Not All Life’s Lessons Can be Learned from Telenovelas

LatinaLista — This morning, it was revealed that Univision, the nation’s largest supplier of Spanish-language imported programming, got slapped with a record $24 million fine from the Federal Communications Commission.

It seems that Univision was lacking when it came to educational programming for children.

It’s no surprise since the network’s moneymakers are the Mexican-made telenovelas. Yet, according to the FCC, by law, all television broadcasters have to include at least 3 hours a week of educational programming for children.

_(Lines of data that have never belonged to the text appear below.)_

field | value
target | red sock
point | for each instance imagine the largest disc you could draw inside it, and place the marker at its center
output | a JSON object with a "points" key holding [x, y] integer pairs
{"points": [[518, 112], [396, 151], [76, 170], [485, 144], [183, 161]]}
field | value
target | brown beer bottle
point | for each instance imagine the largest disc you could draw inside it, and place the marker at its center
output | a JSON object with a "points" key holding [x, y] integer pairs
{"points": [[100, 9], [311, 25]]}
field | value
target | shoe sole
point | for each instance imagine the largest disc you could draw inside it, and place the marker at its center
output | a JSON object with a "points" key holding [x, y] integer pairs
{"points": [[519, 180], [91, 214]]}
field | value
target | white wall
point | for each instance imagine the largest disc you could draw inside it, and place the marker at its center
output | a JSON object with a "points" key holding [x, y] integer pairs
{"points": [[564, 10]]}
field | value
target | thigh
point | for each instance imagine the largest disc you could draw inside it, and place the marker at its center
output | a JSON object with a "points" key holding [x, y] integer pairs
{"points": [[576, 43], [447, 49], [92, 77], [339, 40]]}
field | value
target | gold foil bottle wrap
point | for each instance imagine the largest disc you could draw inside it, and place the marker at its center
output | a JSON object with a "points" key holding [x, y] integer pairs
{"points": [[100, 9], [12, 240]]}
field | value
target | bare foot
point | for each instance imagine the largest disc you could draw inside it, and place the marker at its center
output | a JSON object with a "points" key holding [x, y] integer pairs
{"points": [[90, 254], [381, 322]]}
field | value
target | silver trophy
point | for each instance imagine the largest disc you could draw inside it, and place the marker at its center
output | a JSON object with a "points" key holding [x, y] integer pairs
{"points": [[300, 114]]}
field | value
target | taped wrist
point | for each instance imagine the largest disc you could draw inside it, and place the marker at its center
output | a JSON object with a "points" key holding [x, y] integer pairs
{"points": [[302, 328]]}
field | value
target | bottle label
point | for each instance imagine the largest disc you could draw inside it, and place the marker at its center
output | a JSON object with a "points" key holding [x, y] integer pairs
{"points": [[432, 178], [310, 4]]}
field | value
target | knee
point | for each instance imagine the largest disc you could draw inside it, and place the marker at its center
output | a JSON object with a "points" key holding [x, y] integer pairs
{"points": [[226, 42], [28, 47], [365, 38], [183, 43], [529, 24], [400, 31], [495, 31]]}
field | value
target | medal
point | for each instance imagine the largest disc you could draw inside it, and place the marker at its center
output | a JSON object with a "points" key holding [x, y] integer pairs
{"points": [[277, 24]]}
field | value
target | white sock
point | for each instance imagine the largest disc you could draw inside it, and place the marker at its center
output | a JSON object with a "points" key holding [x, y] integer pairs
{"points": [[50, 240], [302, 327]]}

Gaby Espino, one of the stars of the telenovela Mundo de Fierras
(Source: Univision)

According to an Associated Press article, The penalty involves charges that 24 Univision stations between 2004 and early 2006 circumvented guidelines on airing educational children’s programs by running soap operas aimed mainly at adults.

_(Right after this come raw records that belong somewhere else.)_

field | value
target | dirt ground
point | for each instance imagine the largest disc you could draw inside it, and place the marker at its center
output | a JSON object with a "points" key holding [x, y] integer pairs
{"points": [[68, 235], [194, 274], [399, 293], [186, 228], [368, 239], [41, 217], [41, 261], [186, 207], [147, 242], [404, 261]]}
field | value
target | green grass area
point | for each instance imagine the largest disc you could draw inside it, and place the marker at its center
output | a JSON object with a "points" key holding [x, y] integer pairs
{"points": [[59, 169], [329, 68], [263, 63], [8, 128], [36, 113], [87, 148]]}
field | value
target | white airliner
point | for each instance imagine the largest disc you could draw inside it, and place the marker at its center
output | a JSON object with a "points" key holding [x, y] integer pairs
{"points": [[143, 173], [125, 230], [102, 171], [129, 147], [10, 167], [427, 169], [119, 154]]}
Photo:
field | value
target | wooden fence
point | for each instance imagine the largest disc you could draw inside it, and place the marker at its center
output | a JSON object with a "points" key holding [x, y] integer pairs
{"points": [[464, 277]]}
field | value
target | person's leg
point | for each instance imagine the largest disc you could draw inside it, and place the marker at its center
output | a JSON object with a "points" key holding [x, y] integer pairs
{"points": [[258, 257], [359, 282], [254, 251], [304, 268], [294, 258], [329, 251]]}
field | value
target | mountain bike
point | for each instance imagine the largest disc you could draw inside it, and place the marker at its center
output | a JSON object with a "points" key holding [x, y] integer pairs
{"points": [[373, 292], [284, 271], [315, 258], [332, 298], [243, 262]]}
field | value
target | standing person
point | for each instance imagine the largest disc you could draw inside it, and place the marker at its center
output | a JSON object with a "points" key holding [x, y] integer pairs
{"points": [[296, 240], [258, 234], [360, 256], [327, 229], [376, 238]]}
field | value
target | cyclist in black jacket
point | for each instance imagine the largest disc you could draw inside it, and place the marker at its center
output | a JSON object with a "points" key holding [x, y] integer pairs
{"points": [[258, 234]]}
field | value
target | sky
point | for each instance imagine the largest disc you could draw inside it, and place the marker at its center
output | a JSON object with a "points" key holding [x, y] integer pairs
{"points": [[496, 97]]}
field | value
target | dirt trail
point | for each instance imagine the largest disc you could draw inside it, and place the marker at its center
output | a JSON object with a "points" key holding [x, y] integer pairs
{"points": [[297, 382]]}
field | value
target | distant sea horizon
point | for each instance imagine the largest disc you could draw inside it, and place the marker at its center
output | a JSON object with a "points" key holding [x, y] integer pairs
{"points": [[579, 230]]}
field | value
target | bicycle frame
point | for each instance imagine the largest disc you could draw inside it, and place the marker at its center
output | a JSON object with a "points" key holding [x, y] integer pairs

The stations had the audacity to say that because of a particular soap that had children as the main characters, it satisfied the FCC’s requirement. It didn’t matter that there still involved adult situations.

Don’t know how coincidental it is, but a quick check of the Univision homepage today revealed an advertisement for the children’s show “Where in the World is Carmen Sandiego?” They advertised it showing every Saturday and Sunday — that satisfies two of the three hours/week — not very creative or imaginative programming for a television network.


Carmen Sandiego
(Source: Univision)

I will concede reaching teens through telenovelas that touch on the hard facts of life is no different than such English-language shows as the now cancelled OC or any of the CW shows, but small children need something more.

PBS or Nickelodian can’t and should not be the only source of bilingual programming for children.

And it is CREATIVE bilingual programming that this age needs. Not old reruns of a cartoon dubbed in Spanish.

If Univision was truly a community player, they would put some of their resources into programming that taps the unique imagination of today’s Latino pre-schoolers and elementary-age children.

And not import yet another program made for Latinos who live elsewhere.